Speaking during an online video-conference with fitness-industry leaders across the state, Newsom said reopening guidelines will be released in the "very near future."
"I don't want to say next week, but within a week or so we believe we'll be in a position to make public the guidelines in your sector," Newsom said. "But one thing we also recognize is your sector is multifaceted, and we don't want to be naive and just put out something that's bland and that doesn't meet your unique criteria and your unique considerations, and also look at this from a regional perspective as we do everything."
During the conference, the fitness leaders described the devastating impacts the shutdowns have had on their businesses, and the way they have tried to quickly pivot to offer online training and other services, with varied success.
One of the gym directors on that Zoom call with the governor was Zoarel Fuentes, who works at Steel MMA gym in Tierrasanta.
Steel MMA has about 200 members, many of them now working out in online zoom classes hosted by at the gym.
“We thrive on the energy that we create in the gym. We have a class. We have a good time. Everyone feels awesome and you can just feel it in the gym. And so in Zoom we were afraid, like what do we do with that?” said Fuentes.
During Wednesday's meeting with Newsom, Fuentes told the governor her gym was ready to open.
“Yes, we are a contact gym. Yes, there is that fear of when can we do this again,” Fuentes said.
One of the main takeaways for the governor was that small gyms are more of a support community for members. Being closed for the past two months has been difficult.
“Probably six weeks ago I was probably in the darkest, lowest, a little depressed (mood) here and people helped me get out of it,” Fuentes told the governor.
The gym owners said they have laid off people and some gyms could soon be closing down permanently.
“There is an urgency. And, I'm not sure if that was fully portrayed in the short amount of time we had,” Fuentes said.
The Tierrasanta program director said if the governor put out re-opening guidelines tomorrow, her gym would be ready to open safely.
“We're not just a gym that somebody can walk in, get a good workout and leave. There's connections here and we miss each other,” she said.
Steel MMA also offers yoga and children’s classes, so the entire community is waiting for the gym to reopen.
Francesca Schuler, CEO of In-Shape Health Clubs, which has about 60 locations around the state, said her company was forced to lay off more than 3,000 people, a move she called "heartbreaking." She said the fitness industry as a whole went from a thriving sector "with lots of growth, to overnight zero revenue."

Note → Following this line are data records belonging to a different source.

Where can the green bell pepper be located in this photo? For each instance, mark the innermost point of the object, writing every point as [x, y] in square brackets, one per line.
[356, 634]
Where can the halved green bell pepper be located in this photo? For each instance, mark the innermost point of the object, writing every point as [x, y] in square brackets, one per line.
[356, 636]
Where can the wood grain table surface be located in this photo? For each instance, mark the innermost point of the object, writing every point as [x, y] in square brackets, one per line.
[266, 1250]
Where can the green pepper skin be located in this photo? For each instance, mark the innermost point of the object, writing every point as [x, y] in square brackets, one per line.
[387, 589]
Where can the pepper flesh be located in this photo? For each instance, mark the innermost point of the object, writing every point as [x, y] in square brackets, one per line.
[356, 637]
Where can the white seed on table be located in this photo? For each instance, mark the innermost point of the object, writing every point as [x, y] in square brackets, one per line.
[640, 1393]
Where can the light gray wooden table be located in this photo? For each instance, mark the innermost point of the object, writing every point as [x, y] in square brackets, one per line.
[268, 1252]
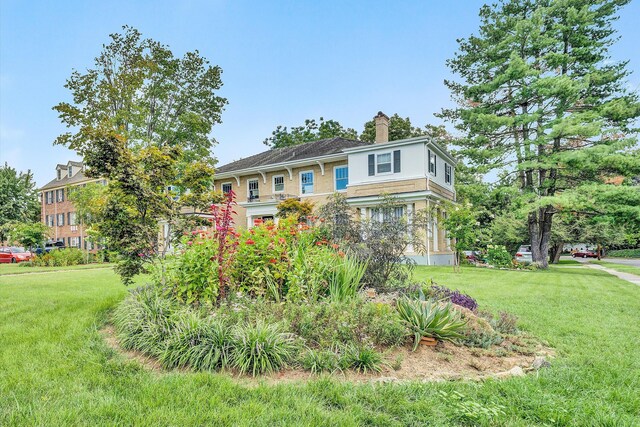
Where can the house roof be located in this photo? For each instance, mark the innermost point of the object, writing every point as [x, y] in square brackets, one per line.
[309, 150]
[78, 177]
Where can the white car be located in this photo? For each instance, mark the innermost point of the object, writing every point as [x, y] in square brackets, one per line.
[524, 255]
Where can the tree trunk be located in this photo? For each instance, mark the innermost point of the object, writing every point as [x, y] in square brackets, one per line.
[540, 234]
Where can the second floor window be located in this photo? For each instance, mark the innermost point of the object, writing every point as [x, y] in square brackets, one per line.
[306, 182]
[342, 178]
[254, 192]
[278, 184]
[432, 162]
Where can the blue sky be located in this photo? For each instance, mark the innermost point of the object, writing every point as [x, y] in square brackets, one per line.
[283, 62]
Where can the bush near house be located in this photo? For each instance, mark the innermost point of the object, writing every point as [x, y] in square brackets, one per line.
[288, 295]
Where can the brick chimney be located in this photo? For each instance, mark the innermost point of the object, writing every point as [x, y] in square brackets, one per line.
[382, 127]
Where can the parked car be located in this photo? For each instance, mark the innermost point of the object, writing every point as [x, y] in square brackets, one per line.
[584, 254]
[12, 254]
[524, 255]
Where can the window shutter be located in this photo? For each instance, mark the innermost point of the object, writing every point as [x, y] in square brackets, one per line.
[396, 161]
[372, 164]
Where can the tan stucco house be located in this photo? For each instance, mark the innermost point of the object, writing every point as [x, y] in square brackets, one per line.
[417, 171]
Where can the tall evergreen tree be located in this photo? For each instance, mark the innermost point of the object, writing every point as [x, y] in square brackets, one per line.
[540, 99]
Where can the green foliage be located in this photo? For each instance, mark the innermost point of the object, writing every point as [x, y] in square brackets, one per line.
[540, 101]
[144, 320]
[361, 359]
[261, 348]
[498, 256]
[310, 131]
[201, 343]
[300, 210]
[18, 199]
[345, 278]
[625, 253]
[142, 119]
[28, 234]
[430, 319]
[318, 361]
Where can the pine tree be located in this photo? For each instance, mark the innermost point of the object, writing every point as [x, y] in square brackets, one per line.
[540, 100]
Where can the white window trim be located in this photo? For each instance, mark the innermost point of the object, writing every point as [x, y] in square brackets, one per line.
[225, 183]
[273, 184]
[335, 180]
[249, 189]
[311, 171]
[390, 153]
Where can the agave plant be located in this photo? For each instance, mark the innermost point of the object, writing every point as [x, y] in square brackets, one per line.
[430, 319]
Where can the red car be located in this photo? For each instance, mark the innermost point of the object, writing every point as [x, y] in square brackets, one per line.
[584, 254]
[14, 254]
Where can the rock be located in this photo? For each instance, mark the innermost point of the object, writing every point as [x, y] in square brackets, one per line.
[540, 362]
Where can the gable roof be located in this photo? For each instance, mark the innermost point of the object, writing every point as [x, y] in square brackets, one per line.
[308, 150]
[78, 177]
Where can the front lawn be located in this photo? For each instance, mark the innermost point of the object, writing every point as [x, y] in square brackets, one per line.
[55, 368]
[22, 269]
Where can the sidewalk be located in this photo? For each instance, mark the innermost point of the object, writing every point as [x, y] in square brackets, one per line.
[632, 278]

But she said the company was "100% aligned with closing the doors. It was absolutely the right thing to do."
"But when you go to zero revenue, you have to make tough decisions with people," she said.
She said when people think of gyms they often think of bodybuilders or triathletes, but the facilities also serve customers with underlying health conditions or who are just trying to stay healthy. She said the industry is really "in preventative health care."